Il presidente della Pat ha ribadito ancora una volta la trasparenza sui dati forniti, anche se, come ha dimostrato il Dolomiti, qualcosa non torna e i numeri sono insufficienti per riuscire a inquadrare il fenomeno. Ad ogni modo è stato annunciato che nei prossimi giorni i dati saranno ancora più precisi: “Apss li sta classificando per renderli trasparenti” ha detto Fugatti.
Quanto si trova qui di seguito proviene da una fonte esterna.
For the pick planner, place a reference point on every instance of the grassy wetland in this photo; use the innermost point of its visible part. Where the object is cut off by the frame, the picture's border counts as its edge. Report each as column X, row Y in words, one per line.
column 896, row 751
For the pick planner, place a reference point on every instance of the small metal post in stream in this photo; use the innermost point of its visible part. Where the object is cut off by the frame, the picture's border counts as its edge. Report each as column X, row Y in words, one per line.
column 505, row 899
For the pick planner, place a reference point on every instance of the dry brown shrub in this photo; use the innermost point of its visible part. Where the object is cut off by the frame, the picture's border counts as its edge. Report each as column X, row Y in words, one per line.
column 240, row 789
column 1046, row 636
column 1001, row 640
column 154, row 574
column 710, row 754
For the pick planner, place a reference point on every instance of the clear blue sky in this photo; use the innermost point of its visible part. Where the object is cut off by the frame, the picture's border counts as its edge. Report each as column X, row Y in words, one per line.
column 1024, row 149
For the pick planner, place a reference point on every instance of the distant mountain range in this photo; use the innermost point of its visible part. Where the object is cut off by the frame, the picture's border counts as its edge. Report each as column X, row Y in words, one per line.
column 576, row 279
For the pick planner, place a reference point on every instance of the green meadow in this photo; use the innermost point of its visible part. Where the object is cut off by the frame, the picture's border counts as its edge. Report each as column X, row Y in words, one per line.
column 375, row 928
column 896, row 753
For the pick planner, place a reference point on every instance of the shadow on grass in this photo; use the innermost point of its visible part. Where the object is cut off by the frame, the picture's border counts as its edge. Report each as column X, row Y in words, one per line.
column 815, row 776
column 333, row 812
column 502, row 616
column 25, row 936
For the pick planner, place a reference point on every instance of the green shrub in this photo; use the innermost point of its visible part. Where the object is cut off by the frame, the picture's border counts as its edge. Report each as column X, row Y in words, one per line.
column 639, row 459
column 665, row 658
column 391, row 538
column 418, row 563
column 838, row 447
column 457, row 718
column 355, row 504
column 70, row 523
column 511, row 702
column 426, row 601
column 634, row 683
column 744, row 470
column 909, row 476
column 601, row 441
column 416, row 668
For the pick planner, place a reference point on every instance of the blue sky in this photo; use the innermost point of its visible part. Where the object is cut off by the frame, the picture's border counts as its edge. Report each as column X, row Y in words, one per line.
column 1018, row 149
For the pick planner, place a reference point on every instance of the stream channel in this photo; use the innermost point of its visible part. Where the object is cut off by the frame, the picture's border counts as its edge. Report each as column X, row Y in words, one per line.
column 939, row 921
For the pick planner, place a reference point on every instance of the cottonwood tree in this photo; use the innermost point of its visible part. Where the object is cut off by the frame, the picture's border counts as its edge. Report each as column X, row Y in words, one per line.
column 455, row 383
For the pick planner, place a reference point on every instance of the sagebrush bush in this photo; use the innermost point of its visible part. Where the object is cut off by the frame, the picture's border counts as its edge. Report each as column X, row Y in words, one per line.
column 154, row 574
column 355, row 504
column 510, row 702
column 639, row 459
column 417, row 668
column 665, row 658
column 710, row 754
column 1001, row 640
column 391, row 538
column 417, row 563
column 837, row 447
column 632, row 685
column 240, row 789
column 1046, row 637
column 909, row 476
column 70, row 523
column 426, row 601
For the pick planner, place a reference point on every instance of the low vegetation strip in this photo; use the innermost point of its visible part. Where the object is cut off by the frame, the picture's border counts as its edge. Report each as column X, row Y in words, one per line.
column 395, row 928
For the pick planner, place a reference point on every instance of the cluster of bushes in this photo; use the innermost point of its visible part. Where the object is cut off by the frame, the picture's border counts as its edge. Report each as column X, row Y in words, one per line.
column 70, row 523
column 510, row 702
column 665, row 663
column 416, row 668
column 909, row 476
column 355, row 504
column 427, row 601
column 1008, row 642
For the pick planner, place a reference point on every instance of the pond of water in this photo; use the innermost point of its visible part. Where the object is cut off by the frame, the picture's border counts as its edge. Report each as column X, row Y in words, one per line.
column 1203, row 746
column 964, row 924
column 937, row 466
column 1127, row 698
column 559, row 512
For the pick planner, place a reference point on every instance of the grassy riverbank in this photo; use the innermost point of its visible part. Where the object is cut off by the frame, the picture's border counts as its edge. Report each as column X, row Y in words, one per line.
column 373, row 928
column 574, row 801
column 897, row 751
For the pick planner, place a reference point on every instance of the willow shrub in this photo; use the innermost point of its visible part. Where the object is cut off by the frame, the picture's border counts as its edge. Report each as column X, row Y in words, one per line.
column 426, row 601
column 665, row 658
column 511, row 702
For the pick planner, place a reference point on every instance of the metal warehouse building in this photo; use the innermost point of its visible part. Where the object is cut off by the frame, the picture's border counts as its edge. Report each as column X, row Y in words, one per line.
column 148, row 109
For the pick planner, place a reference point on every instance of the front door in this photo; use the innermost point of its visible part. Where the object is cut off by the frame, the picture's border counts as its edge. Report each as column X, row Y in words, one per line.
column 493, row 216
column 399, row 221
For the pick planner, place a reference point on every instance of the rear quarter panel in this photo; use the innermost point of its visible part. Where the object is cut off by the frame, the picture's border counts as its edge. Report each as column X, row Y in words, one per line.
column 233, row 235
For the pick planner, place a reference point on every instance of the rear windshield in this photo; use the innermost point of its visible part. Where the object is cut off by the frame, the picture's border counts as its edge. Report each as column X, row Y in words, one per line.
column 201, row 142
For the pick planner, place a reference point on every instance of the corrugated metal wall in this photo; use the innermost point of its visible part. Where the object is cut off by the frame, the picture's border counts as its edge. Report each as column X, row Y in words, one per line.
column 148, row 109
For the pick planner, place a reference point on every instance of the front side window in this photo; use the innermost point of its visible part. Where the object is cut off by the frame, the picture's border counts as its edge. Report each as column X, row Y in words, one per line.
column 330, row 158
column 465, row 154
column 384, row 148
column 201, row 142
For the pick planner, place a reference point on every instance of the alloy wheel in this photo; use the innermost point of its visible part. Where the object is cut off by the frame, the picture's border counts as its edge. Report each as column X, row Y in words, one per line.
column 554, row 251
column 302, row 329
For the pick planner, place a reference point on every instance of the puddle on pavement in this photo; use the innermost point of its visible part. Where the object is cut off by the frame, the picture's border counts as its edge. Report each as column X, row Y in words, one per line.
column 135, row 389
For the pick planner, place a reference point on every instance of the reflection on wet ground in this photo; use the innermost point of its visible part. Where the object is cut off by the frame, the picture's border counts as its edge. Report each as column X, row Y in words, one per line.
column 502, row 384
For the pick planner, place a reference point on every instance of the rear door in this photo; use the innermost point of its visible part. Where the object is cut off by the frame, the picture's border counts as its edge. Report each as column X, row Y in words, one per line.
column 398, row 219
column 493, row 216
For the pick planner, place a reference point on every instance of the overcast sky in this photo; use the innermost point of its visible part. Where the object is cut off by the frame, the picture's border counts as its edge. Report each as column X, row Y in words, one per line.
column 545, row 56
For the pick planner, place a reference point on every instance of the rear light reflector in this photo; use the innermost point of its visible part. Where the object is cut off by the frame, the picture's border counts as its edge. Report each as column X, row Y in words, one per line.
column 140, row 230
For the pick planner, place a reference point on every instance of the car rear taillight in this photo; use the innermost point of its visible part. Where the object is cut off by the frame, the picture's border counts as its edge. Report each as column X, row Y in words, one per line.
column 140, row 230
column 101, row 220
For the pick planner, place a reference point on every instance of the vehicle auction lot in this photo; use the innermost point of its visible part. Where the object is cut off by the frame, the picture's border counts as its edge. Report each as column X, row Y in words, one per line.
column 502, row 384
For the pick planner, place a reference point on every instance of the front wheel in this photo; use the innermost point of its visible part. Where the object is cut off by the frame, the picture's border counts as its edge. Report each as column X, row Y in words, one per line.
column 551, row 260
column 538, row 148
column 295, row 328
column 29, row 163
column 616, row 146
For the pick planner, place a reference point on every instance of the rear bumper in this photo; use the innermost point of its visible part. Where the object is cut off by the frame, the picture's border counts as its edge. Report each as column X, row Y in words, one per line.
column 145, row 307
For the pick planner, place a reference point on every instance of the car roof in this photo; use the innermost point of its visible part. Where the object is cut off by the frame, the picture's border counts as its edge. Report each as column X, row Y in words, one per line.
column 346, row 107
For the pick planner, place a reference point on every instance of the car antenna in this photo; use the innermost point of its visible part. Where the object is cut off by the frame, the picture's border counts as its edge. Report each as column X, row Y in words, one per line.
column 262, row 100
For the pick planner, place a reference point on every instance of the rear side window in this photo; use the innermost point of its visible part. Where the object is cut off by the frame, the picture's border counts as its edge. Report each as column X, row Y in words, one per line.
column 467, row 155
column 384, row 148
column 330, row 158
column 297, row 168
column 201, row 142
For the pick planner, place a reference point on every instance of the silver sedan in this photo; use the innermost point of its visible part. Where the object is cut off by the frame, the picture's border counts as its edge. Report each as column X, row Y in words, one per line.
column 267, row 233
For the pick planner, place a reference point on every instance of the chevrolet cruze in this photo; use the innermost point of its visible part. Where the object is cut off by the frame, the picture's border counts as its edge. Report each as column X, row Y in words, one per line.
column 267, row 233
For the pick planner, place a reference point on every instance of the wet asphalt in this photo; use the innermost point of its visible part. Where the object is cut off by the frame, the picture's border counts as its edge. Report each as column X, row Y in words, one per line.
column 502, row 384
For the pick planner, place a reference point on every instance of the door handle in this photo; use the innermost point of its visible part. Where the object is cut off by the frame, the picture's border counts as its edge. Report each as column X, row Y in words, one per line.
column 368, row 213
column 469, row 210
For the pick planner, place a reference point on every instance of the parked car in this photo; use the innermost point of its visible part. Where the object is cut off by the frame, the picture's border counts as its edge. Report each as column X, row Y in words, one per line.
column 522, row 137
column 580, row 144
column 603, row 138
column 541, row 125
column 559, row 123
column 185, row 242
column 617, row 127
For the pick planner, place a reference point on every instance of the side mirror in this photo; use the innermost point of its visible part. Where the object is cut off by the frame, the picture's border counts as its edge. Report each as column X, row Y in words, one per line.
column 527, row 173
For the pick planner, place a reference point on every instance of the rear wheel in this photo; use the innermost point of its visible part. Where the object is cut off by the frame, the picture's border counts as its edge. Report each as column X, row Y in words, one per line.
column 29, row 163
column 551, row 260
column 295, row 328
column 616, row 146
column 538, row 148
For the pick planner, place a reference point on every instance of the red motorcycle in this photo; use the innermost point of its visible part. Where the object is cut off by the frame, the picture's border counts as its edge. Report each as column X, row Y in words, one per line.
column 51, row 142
Il presidente della Pat ha poi rivendicato l’elevato numero di tamponi effettuati in rapporto alla popolazione: “Con il 4,1% abbiamo un numero più alto rispetto alla media nazionale”.

 

Sul fronte della lotta alla diffusione dell’epidemia la Pat punta sull’isolamento dei positivi, in tal senso è stata ampliata l’offerta per quanto riguarda le strutture alberghiere messe a disposizione dei contagiati per passare la quarantena, che ora può contare anche su hotel nelle zone: Paganella, Giudicarie, Val di Sole, Val di Fassa e Alto Garda. “Ovviamente questo isolamento rimane su base volontaria – ha specificato Fugatti – ma ci auspichiamo una forte adesione”. In aggiunta è stato sottolineato come i costi del soggiorno saranno interamente a carico della protezione civile.

 

Antonio Ferro, del dipartimento prevenzione, ha ricordato come spesso la quarantena non venga seguita alla lettera: “Serve un isolamento fisico effettivo, ciò significa che la persona in isolamento dovrà stare nella sua stanza e persino quando si usa il bagno sarebbe meglio andare in quello personale, altrimenti quello in comune andrà disinfettato”. D’altra parte dai dati che stanno emergendo la maggior parte dei contagi registrati dipendono dal nucleo famigliare. Ad esempio sulle 7400 persone che sono state messe in isolamento finora, il 50% di queste erano conviventi diretti della persona positiva al coronavirus, il 20% amici, il 13% colleghi e il 7% altri, “è chiaro – ha concluso Ferro – che stiamo seguendo questa problematica per capire meglio quali sono le fonti di contagio e di conseguenza decidere come intervenire”.